An analyst-bot for one of the advertising agencies flags this new offering, and raises it to the desk of the (human) product manager for this market. She promptly buys into the futures market, betting that the market will rise. She talks to an executive VP and gets approval to buy a large product placement with a popular television show to feature a destination wedding as an upcoming plot. She does not get approval for a proposed contribution to a PAC formed by the National Organization for Marriage, as the VP is gay and cites the growing market for same-sex weddings.
Of course, this assumes that the securitization of everything will continue apace.
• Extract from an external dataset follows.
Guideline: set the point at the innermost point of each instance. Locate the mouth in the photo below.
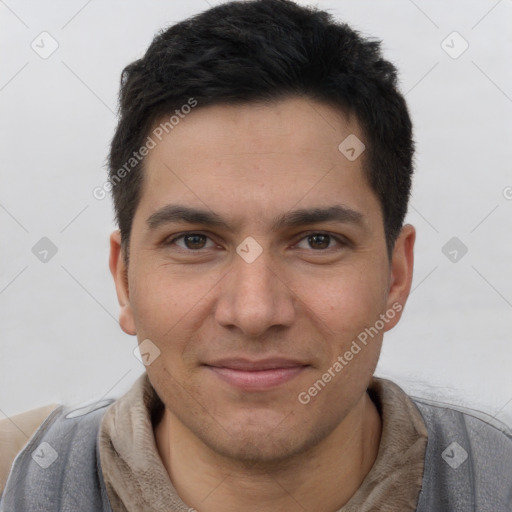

Certainly there has been no progress in stemming the tide, and I don’t expect it to happen (barring a bloody worldwide insurrection against the dominant economic order).
What are some other examples of the weird things that could result from social marketing combined with this level of financial automation?
- A new global baby boom triggered by businesses embracing new market development, caused by an algorithmic storm of projected demand for diapers, crude oil, softwood lumber, and manual labour. [The whole thing is triggered by a rounding bug in an Excel spreadsheet.]
- Investment banks engage in wide-scale manipulation of tampon supply futures indexes by using sponsored advertisements to influence birth control method preferences so that women favour Depo-Provera over oral contraceptives.
- The Corrections Corporation of America gets into a bidding war with Indian defense contractors on a cheap-labour-supply futures index, which is based on the relative probability of incarceration due to attempted drug sales by American teens. The Indian defense contractors are shorting this to offset their own risk (due to the effect of rural broadband penetration shortfalls on the gold mining talent pool), and the market becomes very volatile. To ease this situation, the CCA makes a large automated contribution to a tough-on-crime SuperPAC.
- Asperger's patients become a new hot dating commodity, as their profiles are moved to the top of the activity ranking by social networks who wish to boost their visibility to advertisers who are bidding extremely highly for their ad dollars. Social networks optimize their users lives to improve their value to advertisers. This results in nerds getting laid a whole lot more, and lots more little Asperger's-prone nerdlings (who have truly wonderful advertising potential).
Re-reading this hours later I realized that what I'm describing here is a much less rosy portrait of the same technological trends outlined by Bruce Sterling in his seminal short story Maneki Neko back in 1998. Except of course his story has excellent characterization, plot, and narrative drive.